There are some medications that have bad odour as a side effect. One of them is the birth control pill, which can cause you to smell like rotten egg. It's not just birth control pills. Medications for losing weight and anti-depression medications can also cause you to smell bad.
If you are very stressed, its pretty sad that asides dealing with the stress, you'll also have to deal with body odour. This is because whenever you are stressed, sweat is produced from your apocrine glands. Aprocrine glands produce a less-watery sweat, made up of fats and protein which bacteria love to feed on. This feeding is responsible for the perceived body odour.

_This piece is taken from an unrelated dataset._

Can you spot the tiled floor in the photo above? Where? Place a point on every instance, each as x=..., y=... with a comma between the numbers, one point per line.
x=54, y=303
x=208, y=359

In addition to this, anxiety causes your body to release cortisol which combines with sweat from stress to give a "funky" smell.
What we eat also influences how we smell. Eating a diet heavy in garlic and onion can stink up more than just your mouth. It's true that smelly foods are broken down into smelly compounds which circulate in the blood stream and come out through the breath, sweat and urine. Surprisingly, sugar and red meat may also cause you to smell bad. Sugar modifies the body's acidity and an increase in temperature generates sweat and bad body odour. Red meat is probably the worst. It takes a long time to digest meat and because it's in our body so long, it rots and generates toxins.
4. Having Few Favorite Bras
Many women overwear -- and consequently underwash -- bras because they have too few that fit properly. But because some bras are made of odour-trapping fabrics that definitely touch skin in more than one sweat-prone place, you probably need to wash it more often than you think, and neglecting to do so could cause odour.
5. You Could Have Diabetes
When diabetes is untreated, it's possible to experience what's called diabetic ketoacidosis. Without enough insulin, the body starts to break down fat for fuel, which leads to a build up of ketones in the body. That buildup in turn may produce a change in body odour, according to the Mayo Clinic, and may be a sign it's time to see a doctor.
6. Stinky Feet
That same all-you-can-eat buffet for bacteria happens with the sweat on your feet. And since your tootsies are tucked away in a dark, warm, moist environment, they really nurture bacteria -- especially if you don't wear socks. But about 10 to 15 percent of people have extra-sweaty feet due to their genetics. Those ultra-moist area can then become home to a specific type of bacterium called Micrococcus sedentarius, which produces truly awful smelling sulfur compounds.
7. You Have A Rare Genetic Disorder Called Trimethylaminuria
Mutations in a specific gene have been discovered to create a condition called trimethylaminuria, which causes the body to be unable to break down a chemical compound called trimethylamine. Trimethylamine is what gives fish its fishy smell, and when it builds up in the body it's released in the breath, urine and sweat, giving a person with trimethylaminuria a similarly fishy smell, according to the Genetics Home Reference at the National Institutes of Health. The odor can be extremely disruptive to daily life, often resulting in depression and social isolation.
Knowing this, I think you will know where to make corrections if you happen to suffer from or know someone with body odour.